Miangas adalah salah satu pulau terluar Indonesia, berdekatan dengan Filipina. Sebelum ada bandara, penduduk Miangas menggunakan jalur transportasi laut untuk berhubungan dengan “dunia luar”, tepatnya lewat kapal perintis. Sayangnya, keberadaan kapal perintis tidak dapat diandalkan manakala cuaca buruk dan gelombang tinggi.

"Pernah suatu waktu kapal sudah terlihat akan berlabuh di Miangas akan tetapi karena cuaca (buruk), kapal itu perlu waktu 4 hari untuk bersandar," kata Hibor Arunda’a, seorang pensiunan guru sekaligus tokoh masyarakat Miangas. Pembangunan bandara diakui Hibor membawa manfaat ekonomis terhadap penduduk di wilayah yang masuk Kabupaten Kepulauan Talaud, Sulawesi Utara, tersebut.

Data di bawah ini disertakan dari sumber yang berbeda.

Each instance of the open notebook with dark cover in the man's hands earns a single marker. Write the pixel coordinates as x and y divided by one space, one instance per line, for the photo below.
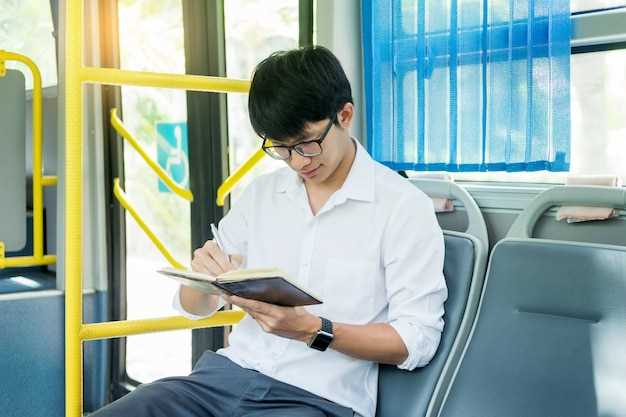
270 285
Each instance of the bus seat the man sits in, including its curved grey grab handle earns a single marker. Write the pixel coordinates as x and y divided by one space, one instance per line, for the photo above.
411 393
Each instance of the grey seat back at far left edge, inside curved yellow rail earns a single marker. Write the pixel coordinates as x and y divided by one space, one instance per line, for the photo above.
13 165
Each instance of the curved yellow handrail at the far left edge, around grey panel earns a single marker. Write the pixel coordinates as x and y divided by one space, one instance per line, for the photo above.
39 181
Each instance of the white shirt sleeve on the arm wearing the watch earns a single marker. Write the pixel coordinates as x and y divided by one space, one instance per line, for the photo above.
413 254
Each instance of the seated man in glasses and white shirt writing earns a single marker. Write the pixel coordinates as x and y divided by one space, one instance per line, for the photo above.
347 228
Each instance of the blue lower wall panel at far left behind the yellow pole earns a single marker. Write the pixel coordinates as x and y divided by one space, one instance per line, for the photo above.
32 354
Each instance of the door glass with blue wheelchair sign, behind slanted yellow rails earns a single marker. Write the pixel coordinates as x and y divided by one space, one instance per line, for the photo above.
151 39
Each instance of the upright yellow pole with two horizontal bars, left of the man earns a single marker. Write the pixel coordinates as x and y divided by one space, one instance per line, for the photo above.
75 75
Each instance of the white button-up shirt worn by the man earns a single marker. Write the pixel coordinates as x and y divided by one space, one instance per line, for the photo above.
374 253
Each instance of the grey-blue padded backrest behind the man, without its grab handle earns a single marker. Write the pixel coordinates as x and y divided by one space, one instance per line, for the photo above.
403 393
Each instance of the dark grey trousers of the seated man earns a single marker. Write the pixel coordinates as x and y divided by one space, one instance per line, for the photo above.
218 387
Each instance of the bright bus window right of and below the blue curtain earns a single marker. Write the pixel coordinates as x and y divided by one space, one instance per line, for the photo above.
597 74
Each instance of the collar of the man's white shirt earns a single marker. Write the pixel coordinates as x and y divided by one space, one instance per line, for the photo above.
359 184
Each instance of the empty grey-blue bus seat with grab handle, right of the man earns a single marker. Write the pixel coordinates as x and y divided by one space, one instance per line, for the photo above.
550 333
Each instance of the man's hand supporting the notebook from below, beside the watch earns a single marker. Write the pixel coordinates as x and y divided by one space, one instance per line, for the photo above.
289 322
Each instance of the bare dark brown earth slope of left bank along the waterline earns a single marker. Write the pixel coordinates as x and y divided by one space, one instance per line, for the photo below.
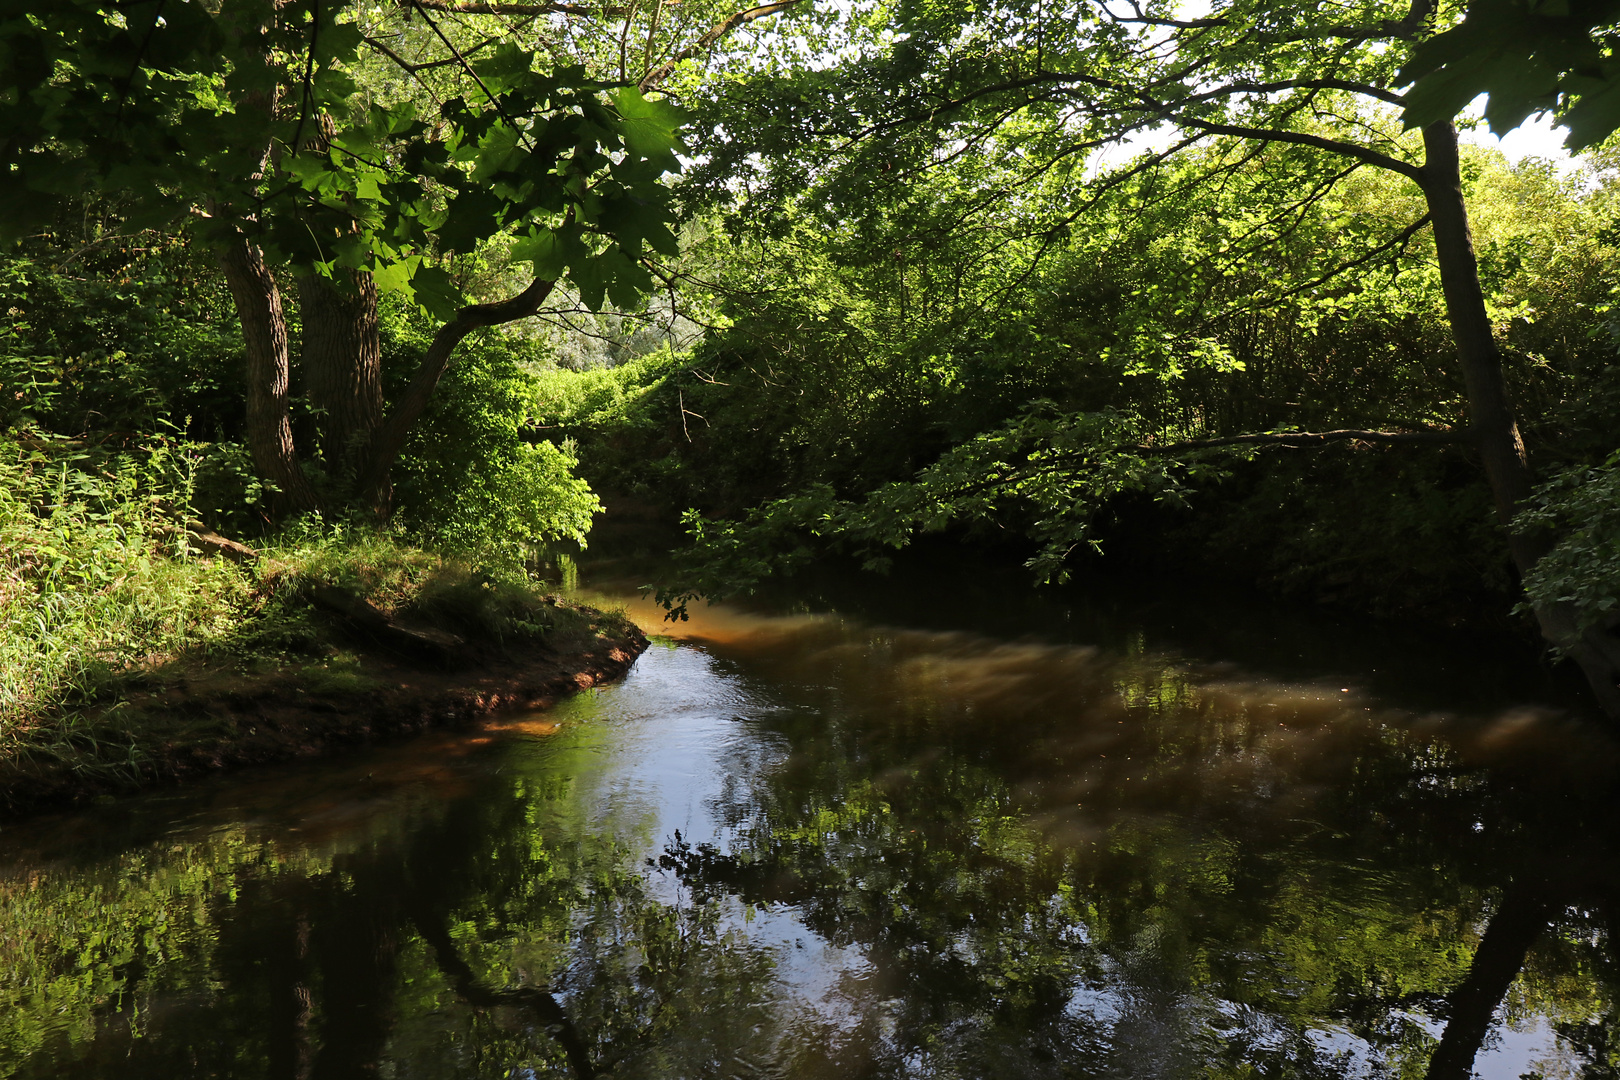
207 720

Adapun Ilaga adalah nama kawasan terpencil di wilayah Puncak, Papua. Lain dari di Miangas, pembukaan bandara di sana bukan untuk kepentingan komersial, melainkan logistik. Satu-satunya akses yang bisa memudahkan distribusi logistik ke daerah tersebut memang hanya pesawat terbang.

“Terima kasih kepada Presiden Jokowi, Menteri Perhubungan, Mensesneg, dan semua pihak terkait. Ini sesuai dengan program Nawacita Presiden. Setelah ada tol laut, saat ini ada tol udara di pegunungan tengah Papua," kata bupati Kabupaten Puncak, Willem Wandik.

Buah pembangunan infrastruktur sebetulnya tidak hanya dirasakan masyarakat terluar, terdepan, terpencil (3T). Pada libur lebaran kemarin, misalnya, media sosial juga sempat diramaikan tagar #mudiklancar.

Terkait keberhasilan itu, menurut Budi ada dua kunci utama, yakni kerjasama dan komunikasi. “Kami tidak merasa lebih hebat dari instansi lain. Kami bekerjasama dengan Polri, karena di lapangan, yang jadi komandannya ya Kapolri.” Budi menyebut faktor komunikasi punya dampak sekitar 30% untuk kelancaran transportasi semasa libur lebaran. Namun demikian, tak bisa dinafikan bahwa faktor terbesar adalah infrastruktur.

“Infrastruktur itu 50% karena kalau tidak ada infrastruktur ya bohong,” tukasnya.